Impulsvortrag

Block 5

Freitag, 6. Mai 2015

Gabriele Neumann & Kai Engbert

Sportpsychologische Rahmenkonzeptionen im deutschen Spitzensport – Wenn nicht jetzt, wann dann?

In den letzten Jahren hat sich in vielen Spitzenverbänden die sportpsychologische Betreuung vom Nachwuchsbereich bis hin zur TOP Team-Betreuung etabliert. Trotz dieser rasanten Entwicklungen gibt es bisher nur für einige olympische und paralympische Sportarten sportpsychologische Rahmenkonzeptionen, die eine systematische Betreuungsarbeit gewährleisten.
Um diese Lücke zu schließen, bemüht sich das Bundesinstitut für Sportwissenschaft (BISp) seit vielen Jahren um die Förderung von Forschungs- und Transferprojekten, die als Output u.a. die Erstellung von verbandsspezifischen sportpsychologischen Rahmenkonzeptionen beinhalten. Insbesondere über die neue Möglichkeit der Förderung sogenannter Service-Forschungsprojekte bestand bis Ende März 2016 die Möglichkeit, Anträge zur Erstellung sportpsychologische Verbandsrahmentrainingskonzeptionen einzureichen.
In dem Impulsvortrag sollen nach einem kurzen Überblick zu den Aktivitäten rund um das Thema „sportpsychologische Verbandsrahmenkonzeption“ exemplarisch für die gemeinsamen Bemühungen mehrere „Best-practice“ Beispiele von den beteiligten sportpsychologischen Experten und Expertinnen im Dialog mit Verbandsvertretern vorgestellt werden. Damit sollen einerseits Anregungen und Hilfestellung für Diejenigen gegeben werden, die noch vor der Aufgabe stehen, für „ihren Verband“ bzw. „ihre paralympische Sportart“ eine sportpsychologische Rahmenkonzeption zu entwickeln. Andererseits wird mit dem Vorhaben angestrebt, neue Impulse zur Aktualisierung oder Weiterentwicklung bestehender Rahmenkonzeptionen zu setzen.

 

Privatdozentin Dr.
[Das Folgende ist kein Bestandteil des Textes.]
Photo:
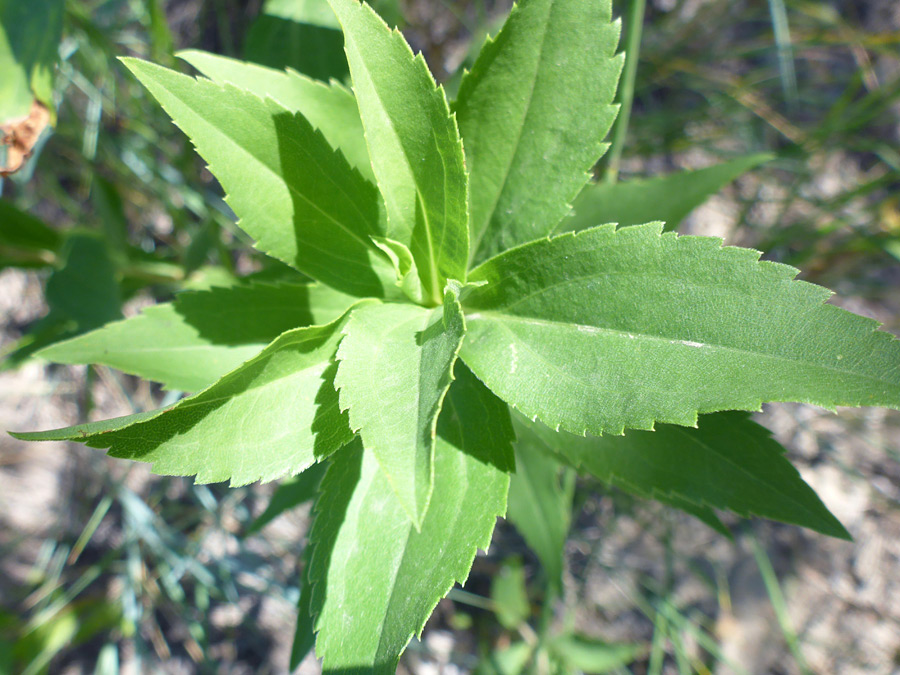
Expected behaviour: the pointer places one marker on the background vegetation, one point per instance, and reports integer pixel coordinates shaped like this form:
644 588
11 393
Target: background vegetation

Gabriele Neumann - habilitierte Sportpsychologin, promovierte Sportwissenschaftlerin und Psychologin, langjährige Spielerin der deutschen Damen-Basketballnationalmannschaft - begann 2001 ihre Arbeit beim Bundesinstitut für Sportwissenschaft (BISp) als Leiterin des Fachgebiets Psychologie. Ab 2014 leitete sie zusätzlich zu diesen fachlichen Arbeiten den Fachbereich „Wissenschaftliche Beratung“ im BISp. Anfang 2015 wurde PD Dr. Neumann mit der kommissarischen Leitung des Fachbereichs „Forschung und Entwicklung“ sowie mit der Funktion der kommissarischen Ständigen Vertreterin des Direktors beauftragt. Zudem ist sie seit 2015 als Stellvertretende Beauftragte für den Haushalt des BISp tätig. Zum 01. September 2015 erfolgte die endgültige Übertragung der Funktionen als Ständige Vertreterin des Direktors und als Fachbereichsleiterin „Forschung und Entwicklung“.

 

 

 

Dr. Kai Engbert ist Diplom-Psychologe und hat am Max-Planck Institut für Kognitions- und Neurowissenschaften in München promoviert. Er ist approbierter Psychotherapeut, ausgebildeter Sportpsychologe und als ehemaliger Leistungssportler (Kanu-Slalom) weiß er, wie Sportler „ticken“ und wie sich Siege und Niederlagen anfühlen. Seit 2006 arbeitet Dr. Kai Engbert mit Sportlern aus verschiedenen Mannschafts- und Einzelsportarten zusammen. Er begleitete unter anderem die deutsche Olympiamannschaft nach Vancouver 2010, London 2012 und Sochi 1014. Mit mehreren Kollegen führt er „Sportpsychologe München“, eine Beratungspraxis für alle, die ihre mentale Leistungsfähigkeit verbessern oder wieder herstellen wollen (www.sportpsychologie-muc.de).